© JUNGE FREIHEIT Verlag GmbH & Co.  www.jungefreiheit.de  49/09 27. November 2009

Unter Vormundschaft
Verweser des Bösen: Wie die Karlsruher Entscheidung zum Paragraphen 130 zu deuten ist
Thorsten Hinz

Das Bundesverfassungsgericht hat den Paragraphen 130 (Volksverhetzung), Abschnitt 4, Strafgesetzbuch (StGB) für verfassungskonform erklärt. Es widerspricht demnach nicht Artikel 5 des Grundgesetzes (Meinungsfreiheit), wenn verkündet wird: „Mit Freiheitsstrafe bis zu drei Jahren oder mit Geldstrafe wird bestraft, wer öffentlich oder in einer Versammlung den öffentlichen Frieden in einer die Würde der Opfer verletzenden Weise dadurch stört, daß er die nationalsozialistische Gewalt- und Willkürherrschaft billigt, verherrlicht oder rechtfertigt.“

Der Paragraph 130 StGB betrifft auch die Holocaust-Leugnung bzw. -Verharmlosung. Ihr Urteil ist ein politisches, wie die Richter mehr oder weniger einräumen. Es gehorcht einem geschichtspolitischen Dezisionismus, der ab 1945 oktroyiert, dann akzeptiert und verinnerlicht worden ist und der heute die bundesrepublikanische Staatsräson bestimmt.
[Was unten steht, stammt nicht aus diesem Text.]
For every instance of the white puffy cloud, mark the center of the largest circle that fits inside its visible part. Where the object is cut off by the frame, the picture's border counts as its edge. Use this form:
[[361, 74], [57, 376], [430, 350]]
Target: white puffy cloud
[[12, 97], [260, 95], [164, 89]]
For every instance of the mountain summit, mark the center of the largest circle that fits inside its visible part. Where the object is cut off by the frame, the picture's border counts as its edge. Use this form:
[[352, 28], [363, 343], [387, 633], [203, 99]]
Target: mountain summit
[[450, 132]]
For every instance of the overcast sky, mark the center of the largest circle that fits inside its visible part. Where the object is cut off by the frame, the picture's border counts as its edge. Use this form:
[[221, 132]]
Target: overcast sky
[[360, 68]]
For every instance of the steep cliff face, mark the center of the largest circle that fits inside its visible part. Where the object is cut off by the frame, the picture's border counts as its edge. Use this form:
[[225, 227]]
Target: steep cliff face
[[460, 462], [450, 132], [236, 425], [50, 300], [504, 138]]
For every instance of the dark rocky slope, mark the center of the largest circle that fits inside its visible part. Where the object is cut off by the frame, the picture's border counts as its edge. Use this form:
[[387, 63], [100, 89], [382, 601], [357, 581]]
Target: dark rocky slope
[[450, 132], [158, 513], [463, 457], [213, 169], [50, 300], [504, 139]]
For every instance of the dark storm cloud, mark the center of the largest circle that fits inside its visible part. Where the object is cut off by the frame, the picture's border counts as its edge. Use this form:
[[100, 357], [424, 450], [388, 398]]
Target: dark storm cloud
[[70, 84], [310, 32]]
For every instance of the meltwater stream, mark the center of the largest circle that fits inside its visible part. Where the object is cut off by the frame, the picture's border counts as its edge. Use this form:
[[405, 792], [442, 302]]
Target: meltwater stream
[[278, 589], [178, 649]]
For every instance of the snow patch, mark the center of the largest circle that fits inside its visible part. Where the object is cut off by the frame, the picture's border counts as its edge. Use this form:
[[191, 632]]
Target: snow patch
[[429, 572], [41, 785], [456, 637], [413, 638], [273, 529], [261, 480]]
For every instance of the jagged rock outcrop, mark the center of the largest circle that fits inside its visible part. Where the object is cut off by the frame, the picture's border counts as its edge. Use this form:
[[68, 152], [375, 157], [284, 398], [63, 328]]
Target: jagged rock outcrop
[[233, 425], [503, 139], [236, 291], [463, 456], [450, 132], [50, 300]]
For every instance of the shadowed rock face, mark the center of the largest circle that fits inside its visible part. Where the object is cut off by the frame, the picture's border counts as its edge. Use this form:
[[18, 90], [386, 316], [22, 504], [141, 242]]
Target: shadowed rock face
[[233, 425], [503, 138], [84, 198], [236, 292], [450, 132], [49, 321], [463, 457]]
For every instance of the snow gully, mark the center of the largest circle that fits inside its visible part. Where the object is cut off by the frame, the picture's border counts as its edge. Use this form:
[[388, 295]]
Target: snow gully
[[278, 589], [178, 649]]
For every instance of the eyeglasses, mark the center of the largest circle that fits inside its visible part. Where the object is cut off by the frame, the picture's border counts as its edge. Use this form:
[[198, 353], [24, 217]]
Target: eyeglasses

Das schlechte Gewissen der Verfassungsrichter ist mit Händen zu greifen. Zunächst legen sie ausführlich dar, warum dieses Gesetz eigentlich unmöglich ist. Gesetze dürfen keine Sondergesetze sein, sie müssen eine „rechtsstaatliche Distanz durch Meinungsneutralität“ wahren. Sie dürfen nicht zu „einer Benachteiligung oder Bevorzugung wegen politischer Anschauungen“ führen. Die Richter stellen eindeutig fest, daß der monierte Paragraph ein „Sonderrecht“ statuiert, denn: „Die Vorschrift pönalisiert (stellt unter Strafe – Th. H.) Meinungsäußerungen, die sich allein aus einer bestimmten Deutung der Geschichte und einer entsprechenden Haltung ergeben können.“

Um das Gesetz dennoch zu rechtfertigen, begibt sich Karlsruhe auf das brüchige Eis der Geschichtsspekulation. Es unterstellt in teilweise lyrischen Wendungen die „Einzigartigkeit“ der NS-Verbrechen. Diese setze dem Artikel 5 des Grundgesetzes, der die Meinungsfreiheit verbürgt, eine „immanente“ Schranke und erlaube „eine Ausnahme vom Verbot des Sonderrechts“. Das NS-Regime habe „für die verfassungsrechtliche Ordnung der Bundesrepublik Deutschland eine gegenbildliche identitätsprägende Bedeutung, die einzigartig ist und allein auf der Grundlage allgemeiner gesetzlicher Bestimmungen nicht eingefangen werden kann“. Man gewinnt den Eindruck, daß die Verfassungsrichter vor der Beschlußfassung einen Geschichtskurs bei Joschka Fischer absolviert haben, der Auschwitz als den „Gründungsmythos“ der Bundesrepublik bezeichnete.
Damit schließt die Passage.